Siamo stati a lungo indecisi se pubblicare o meno questo contributo. E alla fine abbiamo deciso per la pubblicazione, omettendo però i particolari più crudi e scabrosi. La vicenda è quella, che OK!Mugello ha già raccontato (clicca qui) della signora italo svedese che si trasferì in Mugello alcuni anni fa. Proprio lei, ora, ci invia questo nuovo contributo in cui descrive una delle tante violenze subite:
Una sera il mio defunto compagno torna a casa stressato, cena con una certa rabbia al tavolo, poi si siede sul divano. Io metto ha letto i bambini, riscendo giù, rigoverno metto in ordino preparo la tavola per la colazione per la mattina seguente come faccio di solito….poi mi siedo sul divano pensando mi rilasso ,arriva una prima botta che mi mette ko….poi si alza prendo il coltello più grande in cucina, viene da me mi tira i capelli il coltello alla gola. Non ho coraggio di reagire… niente… E così, continua la donna, iniziarono torture fatte di bruciature di sigaretta, minacce e ferite con il coltello… e vere e proprie torture…. Fino… racconta… ad una vera e propria violenza sessuale….
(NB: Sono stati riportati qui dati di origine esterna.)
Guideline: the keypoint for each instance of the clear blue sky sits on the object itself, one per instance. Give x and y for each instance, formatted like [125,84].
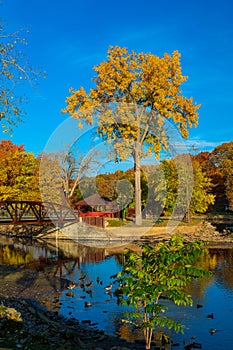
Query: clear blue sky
[67,38]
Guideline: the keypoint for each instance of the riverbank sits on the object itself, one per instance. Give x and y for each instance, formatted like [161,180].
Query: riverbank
[34,294]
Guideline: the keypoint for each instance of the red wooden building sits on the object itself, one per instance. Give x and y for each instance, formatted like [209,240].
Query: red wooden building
[96,205]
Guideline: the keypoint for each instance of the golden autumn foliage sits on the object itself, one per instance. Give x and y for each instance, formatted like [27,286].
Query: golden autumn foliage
[134,94]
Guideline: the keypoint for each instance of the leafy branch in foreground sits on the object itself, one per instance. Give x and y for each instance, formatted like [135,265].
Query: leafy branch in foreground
[159,273]
[15,69]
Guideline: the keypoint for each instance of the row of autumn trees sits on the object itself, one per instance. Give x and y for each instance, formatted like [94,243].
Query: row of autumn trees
[22,178]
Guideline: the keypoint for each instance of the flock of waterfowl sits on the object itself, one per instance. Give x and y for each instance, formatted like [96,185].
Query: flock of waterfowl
[86,286]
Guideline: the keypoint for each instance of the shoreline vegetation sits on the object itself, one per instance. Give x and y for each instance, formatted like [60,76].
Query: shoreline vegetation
[25,295]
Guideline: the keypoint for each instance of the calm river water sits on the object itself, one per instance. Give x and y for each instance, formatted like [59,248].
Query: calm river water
[88,300]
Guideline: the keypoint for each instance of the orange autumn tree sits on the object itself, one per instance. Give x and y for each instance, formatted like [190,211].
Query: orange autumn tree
[18,173]
[133,95]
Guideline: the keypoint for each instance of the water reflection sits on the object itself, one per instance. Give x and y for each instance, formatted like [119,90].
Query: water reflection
[89,271]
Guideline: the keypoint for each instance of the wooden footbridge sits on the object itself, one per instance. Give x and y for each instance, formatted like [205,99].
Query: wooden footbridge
[30,212]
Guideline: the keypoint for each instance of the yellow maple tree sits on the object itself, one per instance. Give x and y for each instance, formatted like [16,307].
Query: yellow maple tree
[134,93]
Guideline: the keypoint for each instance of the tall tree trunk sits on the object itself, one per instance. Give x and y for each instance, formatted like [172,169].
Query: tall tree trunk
[137,175]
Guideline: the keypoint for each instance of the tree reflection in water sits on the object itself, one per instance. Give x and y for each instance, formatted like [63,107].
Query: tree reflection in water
[88,300]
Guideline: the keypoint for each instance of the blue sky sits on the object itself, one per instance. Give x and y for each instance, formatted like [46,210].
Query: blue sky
[67,38]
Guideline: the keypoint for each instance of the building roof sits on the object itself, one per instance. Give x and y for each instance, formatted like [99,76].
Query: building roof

Naturalmente, lo diciamo per chiarezza, completezza e rigore professionale, sebbene in costante contatto con la signora, non siamo ovviamente in grado di verificare ogni particolare. Per questo anche stavolta abbiamo pubblicato il tutto senza nomi e particolari. In fondo questa può essere (e purtroppo sarà) la storia di tante (troppe) donne. Che nel segreto delle loro case subiscono ogni giorno le peggiori torture. La pubblichiamo perché questo non accada più…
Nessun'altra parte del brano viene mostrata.